A reference implementation of different input selection algorithms for Bitcoin can be found here.

Also, the implementation of step no. 2 is quite similar to the subset sum problem. Given a total and a set of non-negative numbers (inputs), we need to determine if there is a subset which adds up to the total.

Account Syncing Process

The account syncing process should detect all (used) accounts on a seed with their corresponding address and message history. Once, all accounts and histories are detected, the wallet should accumulate total balance. The syncing process should work as follows:

  1. Start with the account at index 0, generate gap limit number of addresses, default to 20;
  2. Check for messages and balances on the generated addresses;
  3. If there are no messages and balances of 0 on all addresses, the process for generating addresses and finding messages and balances should be stopped;
  4. If any address has balance or associated messages, generate gap limit number of addresses from the index of the last address with messages or balance;
  5. Steps (1-4) should also be peformed for account at index 1. The general idea is that n + 1 accounts should be checked if account n has any messages or balance.

Treat accounts like addresses. Only allow 1 latest unused account.

Scenario 1: Wallet message and address history stored in Stronghold backup

  • Start syncing from the latest address index stored in the Stronghold backup
  • Also provide a “Full sync” function to resync from index 0 across all accounts
  • Also provide “Find more history” function to sync a further 50 addresses

Scenario 2: User has no backup file

  • Start syncing from account 0 address 0

Polling

A background process that automatically performs several tasks periodically should be part of the wallet library. The goal of the background process is to perform the following tasks:

  • Sync accounts: The background process should sync all accounts with the network. This should be done using the sync_accounts() method. If new messages are detected, a messages event should be used to notify all subscribers. If new balances are detected, a balances event should be used to notify all subscribers. If new confirmations are detected, a confirmations event should be used to notify all subscribers;

Note that if there are multiple failed messages, priority should be given to the old ones.

  • Reattach: The background process should check if there are any (unconfirmed) messages that require reattachments. The detailed implementation flow for reattachment can be found here.
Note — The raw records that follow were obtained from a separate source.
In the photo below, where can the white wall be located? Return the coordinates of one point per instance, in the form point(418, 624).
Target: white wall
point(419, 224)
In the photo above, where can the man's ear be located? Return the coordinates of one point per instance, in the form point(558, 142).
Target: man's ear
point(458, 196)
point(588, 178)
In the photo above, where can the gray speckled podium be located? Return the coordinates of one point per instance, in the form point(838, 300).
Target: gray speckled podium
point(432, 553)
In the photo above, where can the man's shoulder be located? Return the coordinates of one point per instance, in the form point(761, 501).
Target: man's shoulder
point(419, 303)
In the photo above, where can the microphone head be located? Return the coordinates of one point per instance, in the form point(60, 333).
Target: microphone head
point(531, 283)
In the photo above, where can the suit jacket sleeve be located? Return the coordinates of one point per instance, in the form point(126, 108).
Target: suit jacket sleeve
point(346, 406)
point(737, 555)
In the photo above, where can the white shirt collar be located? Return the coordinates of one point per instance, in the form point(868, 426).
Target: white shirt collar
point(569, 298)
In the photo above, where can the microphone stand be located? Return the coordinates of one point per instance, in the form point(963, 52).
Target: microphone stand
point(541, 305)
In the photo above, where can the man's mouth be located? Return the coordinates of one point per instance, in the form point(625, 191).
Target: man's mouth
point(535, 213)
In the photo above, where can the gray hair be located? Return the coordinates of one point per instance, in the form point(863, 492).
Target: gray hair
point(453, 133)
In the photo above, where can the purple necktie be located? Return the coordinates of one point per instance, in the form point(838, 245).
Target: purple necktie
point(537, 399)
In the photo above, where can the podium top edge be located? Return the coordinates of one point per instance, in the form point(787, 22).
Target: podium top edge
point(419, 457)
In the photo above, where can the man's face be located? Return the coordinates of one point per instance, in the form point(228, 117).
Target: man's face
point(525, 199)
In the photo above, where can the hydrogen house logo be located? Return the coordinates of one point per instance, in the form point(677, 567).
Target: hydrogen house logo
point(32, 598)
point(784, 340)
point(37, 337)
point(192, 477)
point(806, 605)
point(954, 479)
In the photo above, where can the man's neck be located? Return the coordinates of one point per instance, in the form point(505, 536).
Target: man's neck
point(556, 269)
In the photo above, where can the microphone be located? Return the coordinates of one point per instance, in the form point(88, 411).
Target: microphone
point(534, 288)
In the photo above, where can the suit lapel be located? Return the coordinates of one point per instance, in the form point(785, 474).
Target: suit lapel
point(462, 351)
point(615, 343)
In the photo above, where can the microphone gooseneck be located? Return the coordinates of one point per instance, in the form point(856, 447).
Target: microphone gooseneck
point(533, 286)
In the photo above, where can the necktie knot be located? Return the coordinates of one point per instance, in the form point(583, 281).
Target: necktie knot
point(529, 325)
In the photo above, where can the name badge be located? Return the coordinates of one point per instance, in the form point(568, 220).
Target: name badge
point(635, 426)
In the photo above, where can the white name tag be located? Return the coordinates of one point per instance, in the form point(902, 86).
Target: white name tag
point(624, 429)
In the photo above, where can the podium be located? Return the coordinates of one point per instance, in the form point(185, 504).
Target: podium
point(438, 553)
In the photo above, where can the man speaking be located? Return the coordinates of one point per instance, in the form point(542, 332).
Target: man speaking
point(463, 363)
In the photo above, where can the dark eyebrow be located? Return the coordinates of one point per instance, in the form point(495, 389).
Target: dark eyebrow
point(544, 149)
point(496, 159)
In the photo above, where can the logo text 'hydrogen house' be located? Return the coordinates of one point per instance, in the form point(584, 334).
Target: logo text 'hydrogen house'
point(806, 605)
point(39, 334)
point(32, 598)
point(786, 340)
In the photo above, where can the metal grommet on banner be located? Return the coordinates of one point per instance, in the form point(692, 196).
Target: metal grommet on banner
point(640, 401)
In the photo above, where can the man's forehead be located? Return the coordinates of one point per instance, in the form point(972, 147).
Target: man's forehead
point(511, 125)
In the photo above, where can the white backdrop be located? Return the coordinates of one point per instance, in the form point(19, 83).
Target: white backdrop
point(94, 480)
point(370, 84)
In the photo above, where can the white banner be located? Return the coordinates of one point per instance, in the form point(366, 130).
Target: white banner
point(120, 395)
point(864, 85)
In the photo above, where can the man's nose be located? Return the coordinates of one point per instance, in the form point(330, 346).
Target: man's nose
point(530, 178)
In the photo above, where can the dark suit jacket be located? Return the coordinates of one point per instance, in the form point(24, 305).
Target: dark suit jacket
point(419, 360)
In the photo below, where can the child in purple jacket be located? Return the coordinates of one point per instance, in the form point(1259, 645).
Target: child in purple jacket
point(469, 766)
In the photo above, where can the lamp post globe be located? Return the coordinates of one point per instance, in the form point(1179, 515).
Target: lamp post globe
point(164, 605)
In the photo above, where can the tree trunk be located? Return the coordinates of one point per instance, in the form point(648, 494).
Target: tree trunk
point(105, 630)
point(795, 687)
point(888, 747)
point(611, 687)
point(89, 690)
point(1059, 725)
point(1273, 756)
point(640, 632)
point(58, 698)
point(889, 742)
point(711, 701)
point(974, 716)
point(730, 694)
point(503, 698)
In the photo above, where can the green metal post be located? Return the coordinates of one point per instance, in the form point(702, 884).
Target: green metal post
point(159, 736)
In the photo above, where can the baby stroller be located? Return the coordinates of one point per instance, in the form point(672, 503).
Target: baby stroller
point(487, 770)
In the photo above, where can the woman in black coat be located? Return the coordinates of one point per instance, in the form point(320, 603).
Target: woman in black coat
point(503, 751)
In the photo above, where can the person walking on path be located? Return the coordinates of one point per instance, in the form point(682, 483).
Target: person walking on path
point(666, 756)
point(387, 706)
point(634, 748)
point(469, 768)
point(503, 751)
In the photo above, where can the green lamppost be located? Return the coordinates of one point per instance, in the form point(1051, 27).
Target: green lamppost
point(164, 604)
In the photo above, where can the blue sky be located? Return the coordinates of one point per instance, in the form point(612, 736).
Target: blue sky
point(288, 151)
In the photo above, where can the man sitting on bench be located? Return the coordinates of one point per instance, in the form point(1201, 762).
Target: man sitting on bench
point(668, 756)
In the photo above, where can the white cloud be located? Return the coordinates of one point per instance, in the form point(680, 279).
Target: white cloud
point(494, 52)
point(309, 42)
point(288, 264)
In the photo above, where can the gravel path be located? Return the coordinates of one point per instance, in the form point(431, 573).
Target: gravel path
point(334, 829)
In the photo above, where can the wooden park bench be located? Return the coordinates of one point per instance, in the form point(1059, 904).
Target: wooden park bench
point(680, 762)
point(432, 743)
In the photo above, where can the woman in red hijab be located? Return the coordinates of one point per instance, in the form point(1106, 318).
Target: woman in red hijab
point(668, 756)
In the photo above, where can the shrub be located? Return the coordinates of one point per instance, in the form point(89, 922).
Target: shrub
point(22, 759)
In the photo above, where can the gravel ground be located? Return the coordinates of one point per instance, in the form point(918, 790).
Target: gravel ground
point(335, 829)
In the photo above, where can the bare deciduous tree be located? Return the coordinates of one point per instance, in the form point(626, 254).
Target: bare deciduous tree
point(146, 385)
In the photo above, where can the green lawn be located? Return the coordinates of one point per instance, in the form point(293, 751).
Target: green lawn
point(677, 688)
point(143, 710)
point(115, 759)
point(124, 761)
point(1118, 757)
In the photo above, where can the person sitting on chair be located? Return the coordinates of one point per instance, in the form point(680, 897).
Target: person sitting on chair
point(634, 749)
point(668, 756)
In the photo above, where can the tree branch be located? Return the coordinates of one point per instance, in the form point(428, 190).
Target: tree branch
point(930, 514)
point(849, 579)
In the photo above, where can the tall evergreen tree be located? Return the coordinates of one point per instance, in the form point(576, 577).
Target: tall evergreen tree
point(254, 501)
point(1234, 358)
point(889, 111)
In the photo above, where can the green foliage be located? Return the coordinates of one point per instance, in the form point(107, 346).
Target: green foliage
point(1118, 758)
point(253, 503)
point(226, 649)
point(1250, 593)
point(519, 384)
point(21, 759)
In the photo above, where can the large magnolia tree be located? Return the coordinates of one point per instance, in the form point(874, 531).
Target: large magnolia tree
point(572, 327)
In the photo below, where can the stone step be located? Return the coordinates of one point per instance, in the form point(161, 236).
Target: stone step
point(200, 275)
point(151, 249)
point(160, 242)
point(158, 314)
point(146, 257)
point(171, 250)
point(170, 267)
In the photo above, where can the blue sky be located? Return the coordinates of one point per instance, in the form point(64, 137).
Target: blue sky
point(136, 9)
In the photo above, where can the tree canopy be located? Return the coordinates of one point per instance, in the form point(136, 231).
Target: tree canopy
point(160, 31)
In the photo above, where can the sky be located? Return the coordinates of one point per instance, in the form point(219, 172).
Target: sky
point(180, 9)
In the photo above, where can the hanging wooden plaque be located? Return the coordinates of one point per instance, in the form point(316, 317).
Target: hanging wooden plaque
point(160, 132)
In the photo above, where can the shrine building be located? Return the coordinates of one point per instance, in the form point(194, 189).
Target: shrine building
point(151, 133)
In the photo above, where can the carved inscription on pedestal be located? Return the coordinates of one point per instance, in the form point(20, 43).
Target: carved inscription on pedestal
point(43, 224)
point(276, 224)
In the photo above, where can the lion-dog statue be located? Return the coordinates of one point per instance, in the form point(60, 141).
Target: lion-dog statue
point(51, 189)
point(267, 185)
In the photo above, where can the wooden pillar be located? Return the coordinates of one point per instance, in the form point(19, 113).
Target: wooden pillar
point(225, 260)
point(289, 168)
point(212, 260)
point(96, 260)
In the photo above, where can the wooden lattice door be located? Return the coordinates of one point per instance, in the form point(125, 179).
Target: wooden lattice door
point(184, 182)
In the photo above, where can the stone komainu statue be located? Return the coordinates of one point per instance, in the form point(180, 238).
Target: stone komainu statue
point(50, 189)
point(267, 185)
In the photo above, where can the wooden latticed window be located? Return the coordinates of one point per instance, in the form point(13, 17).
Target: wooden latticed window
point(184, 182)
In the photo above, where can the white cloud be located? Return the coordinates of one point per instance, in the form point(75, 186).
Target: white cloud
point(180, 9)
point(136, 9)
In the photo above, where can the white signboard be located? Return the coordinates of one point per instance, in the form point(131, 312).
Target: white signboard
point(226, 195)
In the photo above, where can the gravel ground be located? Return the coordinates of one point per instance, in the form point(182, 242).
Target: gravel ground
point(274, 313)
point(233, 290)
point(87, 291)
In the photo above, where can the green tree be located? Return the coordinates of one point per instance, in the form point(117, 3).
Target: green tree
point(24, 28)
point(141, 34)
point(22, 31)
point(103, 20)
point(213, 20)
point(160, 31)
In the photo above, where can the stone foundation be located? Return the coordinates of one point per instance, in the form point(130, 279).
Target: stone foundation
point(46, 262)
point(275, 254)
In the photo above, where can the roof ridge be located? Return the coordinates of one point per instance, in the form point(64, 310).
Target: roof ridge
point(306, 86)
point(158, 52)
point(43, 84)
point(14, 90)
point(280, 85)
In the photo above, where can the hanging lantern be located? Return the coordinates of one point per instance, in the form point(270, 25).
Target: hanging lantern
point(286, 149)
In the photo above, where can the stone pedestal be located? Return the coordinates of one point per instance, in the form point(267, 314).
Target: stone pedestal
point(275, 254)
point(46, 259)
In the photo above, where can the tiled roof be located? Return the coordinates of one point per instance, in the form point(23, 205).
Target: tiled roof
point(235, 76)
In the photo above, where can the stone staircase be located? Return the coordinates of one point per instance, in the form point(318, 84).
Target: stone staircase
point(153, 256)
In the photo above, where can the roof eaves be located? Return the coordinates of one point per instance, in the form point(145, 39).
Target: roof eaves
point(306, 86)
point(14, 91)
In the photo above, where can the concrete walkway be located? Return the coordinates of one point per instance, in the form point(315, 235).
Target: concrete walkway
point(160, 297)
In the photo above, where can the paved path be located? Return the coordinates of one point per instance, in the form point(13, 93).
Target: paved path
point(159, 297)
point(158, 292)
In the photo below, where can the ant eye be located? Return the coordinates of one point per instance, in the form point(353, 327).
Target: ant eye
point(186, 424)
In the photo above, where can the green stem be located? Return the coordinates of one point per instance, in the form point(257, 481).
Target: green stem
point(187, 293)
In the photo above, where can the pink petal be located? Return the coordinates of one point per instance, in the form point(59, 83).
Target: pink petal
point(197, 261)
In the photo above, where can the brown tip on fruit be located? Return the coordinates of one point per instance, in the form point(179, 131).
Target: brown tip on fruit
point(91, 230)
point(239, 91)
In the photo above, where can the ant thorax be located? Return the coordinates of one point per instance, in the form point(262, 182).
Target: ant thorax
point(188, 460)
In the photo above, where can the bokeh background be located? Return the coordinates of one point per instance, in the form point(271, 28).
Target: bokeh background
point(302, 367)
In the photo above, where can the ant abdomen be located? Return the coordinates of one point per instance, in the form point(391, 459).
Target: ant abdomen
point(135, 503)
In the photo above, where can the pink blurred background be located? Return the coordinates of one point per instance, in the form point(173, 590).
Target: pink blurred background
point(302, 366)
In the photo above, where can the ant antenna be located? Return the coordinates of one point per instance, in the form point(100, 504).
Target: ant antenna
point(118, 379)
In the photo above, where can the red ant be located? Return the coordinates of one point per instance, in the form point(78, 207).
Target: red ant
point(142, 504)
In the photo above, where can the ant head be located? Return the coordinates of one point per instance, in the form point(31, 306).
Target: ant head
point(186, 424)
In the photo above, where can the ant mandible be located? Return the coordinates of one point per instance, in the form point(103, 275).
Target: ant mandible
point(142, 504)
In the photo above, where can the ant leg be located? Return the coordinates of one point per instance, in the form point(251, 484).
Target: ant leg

The following should be considered for implementation:

  • Invoking a task explicitly that is already being performed through polling should lead to an error. For example, if the polling process is already syncing accounts and a user explicitly calls sync(), it should throw an error;
  • Errors during the polling process should be communicated to subscribers via error events.

The background process should have a recurring checker that sequentially performs all the above tasks. The implementation should ensure that future tasks can easily be added to the background process. For reference, see Trinity’s implementation of the poll component.